Once you have the file, take it straight to LinkedIn and upload it as your caption file there. We do this for our content at Lemonlight, and it works well for our captions (and saves time compared to creating the SubRip file from scratch).
If you don’t want to go this route, you can also use the third-party services we mentioned earlier to generate the .srt file for you. Rev is our favorite tool overall, and VEED works decently well if you want a free option. (Rev and 3PlayMedia are often seen as the industry leaders.)
When you have your SubRip file, here’s how to add it on LinkedIn. When your video is uploaded, click “Edit” and then “Select Caption” where you’ll upload the .srt file. Then click “Done” and you’re finished!
Twitter presents another unique scenario for adding captions. It only allows SRT file uploads if you have access to Twitter’s Media Studio (which you have to apply for) or when posting a Twitter ad. If you don’t fall within those two categories, your only option is to encode captions into your video before you post like you would on Instagram.
Here’s a recap if you need to go that route: either your editors need to add the captions to the video file before it’s completed, or you can use a third-party service to burn in the captions after the video file is already created.
Once you have your open captions added, upload the video as you usually would without worrying about any caption features. Since your captions are in the video itself, you don’t have to add anything after the fact.
Finally, TikTok! TikTok’s audience is especially unforgiving when it comes to skipping captions, so you’ll definitely want to include this step as part of your content creation process.
As of April 2021, TikTok is currently rolling out an auto-caption feature for creators. Some accounts already have the feature rolled out, while others don’t. If your account doesn’t have access to create videos with caption yet, unfortunately, that also means you won’t be able to see the captions from creators who do already have the feature. Just be patient as the feature continues to expand to more accounts. If you don’t have the feature and you’d like to add captions in the meantime, here are a few avenues you can take.

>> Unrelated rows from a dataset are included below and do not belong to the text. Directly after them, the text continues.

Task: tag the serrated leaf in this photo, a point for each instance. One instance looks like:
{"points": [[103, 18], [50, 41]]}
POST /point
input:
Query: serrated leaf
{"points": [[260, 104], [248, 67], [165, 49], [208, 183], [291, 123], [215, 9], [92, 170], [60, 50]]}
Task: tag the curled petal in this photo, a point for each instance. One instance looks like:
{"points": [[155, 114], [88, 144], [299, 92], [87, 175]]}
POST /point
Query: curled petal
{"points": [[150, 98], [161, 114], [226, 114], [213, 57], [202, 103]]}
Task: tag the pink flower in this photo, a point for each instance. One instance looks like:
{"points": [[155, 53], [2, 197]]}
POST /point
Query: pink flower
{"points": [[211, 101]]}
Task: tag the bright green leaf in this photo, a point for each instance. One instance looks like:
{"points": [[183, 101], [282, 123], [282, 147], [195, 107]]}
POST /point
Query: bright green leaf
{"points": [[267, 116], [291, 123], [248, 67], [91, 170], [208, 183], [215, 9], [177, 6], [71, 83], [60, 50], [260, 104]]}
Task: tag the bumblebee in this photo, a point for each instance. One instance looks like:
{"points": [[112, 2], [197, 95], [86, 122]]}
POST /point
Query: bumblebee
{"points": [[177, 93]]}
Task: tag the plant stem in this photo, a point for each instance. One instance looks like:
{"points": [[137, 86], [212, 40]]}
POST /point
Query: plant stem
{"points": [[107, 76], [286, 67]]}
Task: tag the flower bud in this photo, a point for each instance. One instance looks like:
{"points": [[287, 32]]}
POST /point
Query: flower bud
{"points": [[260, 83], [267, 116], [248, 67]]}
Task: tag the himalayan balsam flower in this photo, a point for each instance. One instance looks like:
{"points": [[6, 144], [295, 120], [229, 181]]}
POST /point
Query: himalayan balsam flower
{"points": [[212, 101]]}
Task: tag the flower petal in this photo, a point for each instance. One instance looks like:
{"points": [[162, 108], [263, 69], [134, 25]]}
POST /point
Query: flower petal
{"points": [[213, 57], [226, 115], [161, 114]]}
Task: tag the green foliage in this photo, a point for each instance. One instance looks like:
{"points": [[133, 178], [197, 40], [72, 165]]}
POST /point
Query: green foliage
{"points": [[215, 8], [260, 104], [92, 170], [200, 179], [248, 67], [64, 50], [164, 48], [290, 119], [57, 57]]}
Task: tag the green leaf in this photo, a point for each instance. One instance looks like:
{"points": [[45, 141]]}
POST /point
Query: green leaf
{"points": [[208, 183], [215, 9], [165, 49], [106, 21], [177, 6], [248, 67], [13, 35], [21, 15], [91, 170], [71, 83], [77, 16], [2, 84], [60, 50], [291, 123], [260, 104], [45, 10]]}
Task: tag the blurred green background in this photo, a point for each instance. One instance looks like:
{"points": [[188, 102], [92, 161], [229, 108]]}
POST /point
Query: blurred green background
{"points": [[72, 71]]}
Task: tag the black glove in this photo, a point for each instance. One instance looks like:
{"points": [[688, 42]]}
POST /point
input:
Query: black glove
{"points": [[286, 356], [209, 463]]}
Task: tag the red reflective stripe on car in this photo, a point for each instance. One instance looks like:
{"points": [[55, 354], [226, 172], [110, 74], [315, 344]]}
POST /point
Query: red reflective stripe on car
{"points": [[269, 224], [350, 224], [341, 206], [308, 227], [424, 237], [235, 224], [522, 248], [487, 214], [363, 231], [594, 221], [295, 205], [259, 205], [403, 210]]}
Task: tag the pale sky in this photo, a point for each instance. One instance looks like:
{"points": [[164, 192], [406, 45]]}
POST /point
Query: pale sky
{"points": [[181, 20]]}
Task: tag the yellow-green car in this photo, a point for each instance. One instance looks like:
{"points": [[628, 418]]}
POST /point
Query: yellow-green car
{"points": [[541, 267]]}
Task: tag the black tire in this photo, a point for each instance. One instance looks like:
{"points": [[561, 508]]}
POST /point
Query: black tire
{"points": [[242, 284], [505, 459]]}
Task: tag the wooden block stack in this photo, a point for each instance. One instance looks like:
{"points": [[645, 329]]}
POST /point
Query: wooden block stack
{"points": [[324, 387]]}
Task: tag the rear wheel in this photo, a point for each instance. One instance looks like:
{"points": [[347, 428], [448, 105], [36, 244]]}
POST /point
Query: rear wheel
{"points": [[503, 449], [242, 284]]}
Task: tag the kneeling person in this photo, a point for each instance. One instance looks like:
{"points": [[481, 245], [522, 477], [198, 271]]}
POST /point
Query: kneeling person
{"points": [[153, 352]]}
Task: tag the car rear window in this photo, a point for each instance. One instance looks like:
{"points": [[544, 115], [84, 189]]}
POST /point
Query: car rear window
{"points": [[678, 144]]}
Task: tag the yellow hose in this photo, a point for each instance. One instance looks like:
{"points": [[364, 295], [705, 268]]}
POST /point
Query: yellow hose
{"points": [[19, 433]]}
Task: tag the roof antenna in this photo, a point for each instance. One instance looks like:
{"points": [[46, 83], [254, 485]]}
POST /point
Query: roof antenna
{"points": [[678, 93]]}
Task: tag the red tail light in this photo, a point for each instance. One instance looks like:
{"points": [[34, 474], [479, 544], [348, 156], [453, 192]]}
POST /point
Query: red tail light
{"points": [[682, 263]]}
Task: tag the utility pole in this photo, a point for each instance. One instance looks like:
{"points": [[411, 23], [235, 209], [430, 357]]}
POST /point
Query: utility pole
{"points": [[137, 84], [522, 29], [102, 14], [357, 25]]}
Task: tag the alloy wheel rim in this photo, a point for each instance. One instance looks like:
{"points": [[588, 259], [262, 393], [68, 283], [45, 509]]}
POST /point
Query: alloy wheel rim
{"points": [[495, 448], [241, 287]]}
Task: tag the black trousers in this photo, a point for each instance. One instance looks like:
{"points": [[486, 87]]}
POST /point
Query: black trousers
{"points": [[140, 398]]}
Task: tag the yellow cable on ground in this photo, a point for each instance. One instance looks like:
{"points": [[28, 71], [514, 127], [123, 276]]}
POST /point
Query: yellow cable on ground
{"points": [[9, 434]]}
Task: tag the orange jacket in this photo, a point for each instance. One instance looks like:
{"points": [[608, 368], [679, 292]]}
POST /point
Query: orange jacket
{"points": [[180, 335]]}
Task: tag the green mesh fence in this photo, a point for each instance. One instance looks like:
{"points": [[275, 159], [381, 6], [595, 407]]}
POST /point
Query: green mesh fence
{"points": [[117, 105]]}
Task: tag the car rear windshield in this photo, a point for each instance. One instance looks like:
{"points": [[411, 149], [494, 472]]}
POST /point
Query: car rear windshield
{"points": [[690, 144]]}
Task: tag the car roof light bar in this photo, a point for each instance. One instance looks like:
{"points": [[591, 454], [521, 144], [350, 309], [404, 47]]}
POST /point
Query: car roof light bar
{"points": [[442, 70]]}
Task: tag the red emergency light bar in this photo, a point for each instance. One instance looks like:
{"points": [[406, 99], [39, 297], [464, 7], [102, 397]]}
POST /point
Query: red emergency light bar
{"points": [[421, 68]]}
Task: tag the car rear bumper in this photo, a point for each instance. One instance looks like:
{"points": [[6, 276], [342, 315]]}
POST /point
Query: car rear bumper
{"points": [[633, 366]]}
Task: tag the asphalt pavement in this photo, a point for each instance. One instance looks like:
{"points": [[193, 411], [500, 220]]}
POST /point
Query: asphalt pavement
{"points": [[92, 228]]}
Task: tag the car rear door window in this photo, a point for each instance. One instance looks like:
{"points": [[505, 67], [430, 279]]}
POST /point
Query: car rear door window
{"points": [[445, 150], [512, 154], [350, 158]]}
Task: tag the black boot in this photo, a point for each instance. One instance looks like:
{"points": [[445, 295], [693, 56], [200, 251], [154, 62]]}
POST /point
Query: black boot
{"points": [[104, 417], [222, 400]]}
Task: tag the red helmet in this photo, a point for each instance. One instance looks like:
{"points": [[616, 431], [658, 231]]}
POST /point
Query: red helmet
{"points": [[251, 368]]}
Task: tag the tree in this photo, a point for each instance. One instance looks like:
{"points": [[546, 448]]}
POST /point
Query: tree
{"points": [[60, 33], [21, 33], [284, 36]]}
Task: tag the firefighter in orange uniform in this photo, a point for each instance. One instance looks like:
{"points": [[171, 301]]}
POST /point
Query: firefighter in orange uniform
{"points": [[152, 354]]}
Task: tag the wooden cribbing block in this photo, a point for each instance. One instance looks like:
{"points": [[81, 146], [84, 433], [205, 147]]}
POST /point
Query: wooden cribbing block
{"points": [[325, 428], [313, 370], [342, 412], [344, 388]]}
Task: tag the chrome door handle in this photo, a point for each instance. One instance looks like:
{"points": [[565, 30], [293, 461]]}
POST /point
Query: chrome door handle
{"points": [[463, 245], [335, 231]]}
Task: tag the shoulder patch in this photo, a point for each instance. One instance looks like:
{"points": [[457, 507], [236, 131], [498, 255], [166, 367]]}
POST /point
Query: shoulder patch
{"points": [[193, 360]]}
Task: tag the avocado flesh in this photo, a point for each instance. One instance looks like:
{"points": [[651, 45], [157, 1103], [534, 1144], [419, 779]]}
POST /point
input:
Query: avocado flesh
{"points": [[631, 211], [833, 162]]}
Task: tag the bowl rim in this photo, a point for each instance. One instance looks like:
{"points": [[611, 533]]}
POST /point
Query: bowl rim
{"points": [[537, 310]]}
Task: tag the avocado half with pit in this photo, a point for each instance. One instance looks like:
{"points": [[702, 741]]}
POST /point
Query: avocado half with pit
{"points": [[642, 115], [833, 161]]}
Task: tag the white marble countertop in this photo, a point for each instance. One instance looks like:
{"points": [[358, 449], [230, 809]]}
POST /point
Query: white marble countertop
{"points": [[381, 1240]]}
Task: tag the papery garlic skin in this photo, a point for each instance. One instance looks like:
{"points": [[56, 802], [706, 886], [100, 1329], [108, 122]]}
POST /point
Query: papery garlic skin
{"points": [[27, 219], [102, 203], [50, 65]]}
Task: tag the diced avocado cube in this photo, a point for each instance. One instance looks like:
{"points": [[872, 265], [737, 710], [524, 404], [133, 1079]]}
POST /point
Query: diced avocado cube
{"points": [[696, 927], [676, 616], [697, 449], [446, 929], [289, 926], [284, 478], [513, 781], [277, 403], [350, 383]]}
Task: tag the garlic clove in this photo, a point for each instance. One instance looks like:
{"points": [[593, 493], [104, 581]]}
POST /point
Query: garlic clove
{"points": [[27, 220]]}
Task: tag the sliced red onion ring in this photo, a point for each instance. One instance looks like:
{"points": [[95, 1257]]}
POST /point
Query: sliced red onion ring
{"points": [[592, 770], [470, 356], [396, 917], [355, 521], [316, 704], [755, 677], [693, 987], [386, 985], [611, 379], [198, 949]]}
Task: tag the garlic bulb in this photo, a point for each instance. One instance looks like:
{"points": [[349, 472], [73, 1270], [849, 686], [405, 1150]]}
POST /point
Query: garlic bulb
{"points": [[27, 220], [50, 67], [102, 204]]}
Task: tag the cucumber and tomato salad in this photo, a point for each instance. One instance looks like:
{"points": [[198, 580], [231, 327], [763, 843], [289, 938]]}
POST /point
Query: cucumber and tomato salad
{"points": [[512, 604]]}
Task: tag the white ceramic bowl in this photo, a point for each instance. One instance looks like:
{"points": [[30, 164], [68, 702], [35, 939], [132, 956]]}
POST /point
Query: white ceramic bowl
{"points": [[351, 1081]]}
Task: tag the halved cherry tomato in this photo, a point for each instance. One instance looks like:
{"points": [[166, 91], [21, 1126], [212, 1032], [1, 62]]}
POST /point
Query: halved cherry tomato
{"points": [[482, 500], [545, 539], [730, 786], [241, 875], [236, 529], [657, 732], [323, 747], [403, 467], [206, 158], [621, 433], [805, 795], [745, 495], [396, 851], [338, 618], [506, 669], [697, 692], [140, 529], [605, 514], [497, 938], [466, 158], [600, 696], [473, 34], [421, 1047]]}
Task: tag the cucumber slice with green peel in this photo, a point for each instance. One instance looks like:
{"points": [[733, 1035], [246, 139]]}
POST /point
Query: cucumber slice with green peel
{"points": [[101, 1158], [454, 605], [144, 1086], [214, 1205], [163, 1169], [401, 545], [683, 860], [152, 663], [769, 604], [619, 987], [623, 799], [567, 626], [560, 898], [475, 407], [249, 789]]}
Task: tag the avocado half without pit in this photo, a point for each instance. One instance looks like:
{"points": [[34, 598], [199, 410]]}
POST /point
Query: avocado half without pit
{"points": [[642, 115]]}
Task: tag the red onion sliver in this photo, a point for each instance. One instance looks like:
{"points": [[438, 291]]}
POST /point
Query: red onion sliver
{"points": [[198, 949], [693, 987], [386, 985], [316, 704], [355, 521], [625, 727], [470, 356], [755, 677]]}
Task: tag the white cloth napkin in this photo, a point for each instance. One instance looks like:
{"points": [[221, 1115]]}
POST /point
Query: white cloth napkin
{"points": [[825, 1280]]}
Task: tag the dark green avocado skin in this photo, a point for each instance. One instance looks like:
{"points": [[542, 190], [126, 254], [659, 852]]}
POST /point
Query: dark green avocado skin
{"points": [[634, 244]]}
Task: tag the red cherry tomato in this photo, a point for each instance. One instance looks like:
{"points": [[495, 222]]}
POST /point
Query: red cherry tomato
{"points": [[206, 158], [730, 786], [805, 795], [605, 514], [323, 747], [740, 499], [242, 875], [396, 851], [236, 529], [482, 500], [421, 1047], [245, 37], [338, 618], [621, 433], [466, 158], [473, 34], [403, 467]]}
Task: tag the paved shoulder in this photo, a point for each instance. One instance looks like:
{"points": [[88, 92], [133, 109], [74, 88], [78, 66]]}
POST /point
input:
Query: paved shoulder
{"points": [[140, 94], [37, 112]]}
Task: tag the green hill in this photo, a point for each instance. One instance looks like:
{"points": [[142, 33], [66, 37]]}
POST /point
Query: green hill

Yyour first option on TikTok is to manually add the captions as on-screen text. This is what many creators do because you have the most control over the final product, although it is time-consuming. If you want to go this route, click the “Text” button at the bottom of the screen and then type your captions manually. It’s a good practice to begin your text with “CC:” so that viewers understand that the text is a caption, not additional unrelated text.
Be mindful of where you place this text, too. If you put it too low on the screen, the caption for the video will overlap with the on-screen text, making both more difficult to read. The same goes for putting it too high on the screen, where it will overlap with the tabs that say “Following” and “For You.” Your safest bet is to place it in the middle of the screen whenever possible.
Alternatively, you can use the trusty third-party services to create the captions. Apps like Clipomatic and Mixcaptions are commonly used by TikTok creators, and the services Rev and 3PlayMedia that we mentioned earlier can also tackle TikTok captions.
Ultimately, we hope to see more closed captioning features offered within these platforms themselves over the coming months and years. Since YouTube and Facebook make it so simple to auto-generate captions, the tech exists—it’s just not the industry standard as of right now. Until we see widespread adoption of auto-generated captions, these workarounds will help to ensure that your content is accessible to all audiences.